Harry Leslie Smith (1923–2018)
The life of Harry Leslie Smith, a working-class rebel to the end, was a towering monument to socialist compassion, internationalism, and peace.

Harry Leslie Smith delivers an impassioned speech about his life and the NHS on September 24, 2014 in Manchester, England.Dan Kitwood / Getty
I remember how peace smelled on that day in May 1945. Of lilac, petrol and the rotting flesh of the dead German civilians entombed beneath the fire-bombed city of Hamburg. I was 22 years old. After four years of fighting with the RAF, I had survived and been given the chance to grow old and die in a bed. It was a day to weep for those that had been lost but also to dance and celebrate life, to drink to our good fortune.

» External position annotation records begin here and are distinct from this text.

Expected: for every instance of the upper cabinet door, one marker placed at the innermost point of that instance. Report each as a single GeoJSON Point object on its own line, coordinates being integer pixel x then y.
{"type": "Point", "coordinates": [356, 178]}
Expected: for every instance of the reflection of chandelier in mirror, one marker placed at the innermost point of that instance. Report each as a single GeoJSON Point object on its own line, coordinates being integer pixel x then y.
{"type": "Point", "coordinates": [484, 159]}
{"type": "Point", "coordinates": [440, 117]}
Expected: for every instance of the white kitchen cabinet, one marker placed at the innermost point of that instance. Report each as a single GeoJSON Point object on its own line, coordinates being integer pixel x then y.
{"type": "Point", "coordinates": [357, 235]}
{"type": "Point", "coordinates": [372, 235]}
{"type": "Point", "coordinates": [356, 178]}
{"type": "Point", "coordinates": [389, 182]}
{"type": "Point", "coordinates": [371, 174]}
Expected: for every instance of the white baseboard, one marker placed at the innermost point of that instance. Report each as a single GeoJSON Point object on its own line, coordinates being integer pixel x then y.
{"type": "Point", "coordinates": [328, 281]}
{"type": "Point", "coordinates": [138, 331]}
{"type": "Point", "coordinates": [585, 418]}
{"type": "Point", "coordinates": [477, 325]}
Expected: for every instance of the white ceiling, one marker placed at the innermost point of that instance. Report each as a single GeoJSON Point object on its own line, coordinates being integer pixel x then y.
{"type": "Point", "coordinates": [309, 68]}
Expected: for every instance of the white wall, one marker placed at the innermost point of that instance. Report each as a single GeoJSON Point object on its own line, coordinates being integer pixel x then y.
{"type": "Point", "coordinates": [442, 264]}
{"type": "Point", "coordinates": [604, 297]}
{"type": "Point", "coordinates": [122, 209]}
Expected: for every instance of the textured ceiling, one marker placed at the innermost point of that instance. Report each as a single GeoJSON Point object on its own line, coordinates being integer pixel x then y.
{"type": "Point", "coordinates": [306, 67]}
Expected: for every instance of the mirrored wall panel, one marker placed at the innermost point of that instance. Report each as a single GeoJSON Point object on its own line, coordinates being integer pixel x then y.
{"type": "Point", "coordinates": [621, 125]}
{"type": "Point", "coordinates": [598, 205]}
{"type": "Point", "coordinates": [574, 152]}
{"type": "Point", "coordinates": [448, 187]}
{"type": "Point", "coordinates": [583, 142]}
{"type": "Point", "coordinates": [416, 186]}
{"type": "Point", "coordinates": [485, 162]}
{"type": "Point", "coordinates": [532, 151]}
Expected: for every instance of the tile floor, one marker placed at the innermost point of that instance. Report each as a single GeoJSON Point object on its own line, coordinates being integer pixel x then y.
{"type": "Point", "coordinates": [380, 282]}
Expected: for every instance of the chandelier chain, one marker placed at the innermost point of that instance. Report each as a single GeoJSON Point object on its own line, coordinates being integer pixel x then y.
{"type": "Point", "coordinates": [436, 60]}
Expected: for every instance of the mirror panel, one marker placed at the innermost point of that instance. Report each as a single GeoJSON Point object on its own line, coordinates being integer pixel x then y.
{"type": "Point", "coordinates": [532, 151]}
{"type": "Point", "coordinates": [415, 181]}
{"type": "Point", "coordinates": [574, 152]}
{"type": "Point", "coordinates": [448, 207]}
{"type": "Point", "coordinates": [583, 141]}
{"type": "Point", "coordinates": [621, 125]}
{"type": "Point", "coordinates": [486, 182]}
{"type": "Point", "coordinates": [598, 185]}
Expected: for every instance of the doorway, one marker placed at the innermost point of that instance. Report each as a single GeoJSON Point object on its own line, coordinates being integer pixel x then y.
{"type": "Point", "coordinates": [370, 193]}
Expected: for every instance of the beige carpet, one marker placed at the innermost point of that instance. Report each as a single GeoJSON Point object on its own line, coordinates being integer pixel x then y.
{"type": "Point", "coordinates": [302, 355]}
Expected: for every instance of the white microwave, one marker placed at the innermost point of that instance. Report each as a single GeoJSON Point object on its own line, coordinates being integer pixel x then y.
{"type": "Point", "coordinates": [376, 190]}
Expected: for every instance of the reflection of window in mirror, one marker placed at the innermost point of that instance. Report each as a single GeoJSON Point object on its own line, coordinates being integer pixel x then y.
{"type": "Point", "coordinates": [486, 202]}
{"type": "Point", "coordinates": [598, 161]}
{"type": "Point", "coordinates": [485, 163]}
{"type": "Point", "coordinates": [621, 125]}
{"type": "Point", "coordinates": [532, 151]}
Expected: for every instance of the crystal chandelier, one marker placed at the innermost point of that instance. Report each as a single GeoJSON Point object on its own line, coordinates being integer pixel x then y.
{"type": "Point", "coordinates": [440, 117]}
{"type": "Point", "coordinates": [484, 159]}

When Harry Leslie Smith entered the public eye, he had already experienced well over eight decades of life and witnessed the cumulative horrors and triumphs of a century that had seen the world engulfed in revolution, reaction, depression, and war. Through his eloquent writing and campaigning, he would share the memories, lessons, and warnings of that century in the hope that younger generations would be spared the needless suffering into which he himself had been born.
The son of Lillian Dean and Albert Smith, Harry came into the world by way of Barnsley, Yorkshire during the bleak February of 1923. As he recounted more than ninety years later in the 2014 testament Harry’s Last Stand, his was a country of crippling poverty and social murder. With both the Spanish flu and the trenches of the Great War still hanging in recent memory, his family would eventually live through the Great Depression, Hitler’s bombs, and postwar austerity before seeing the tides turn for working people.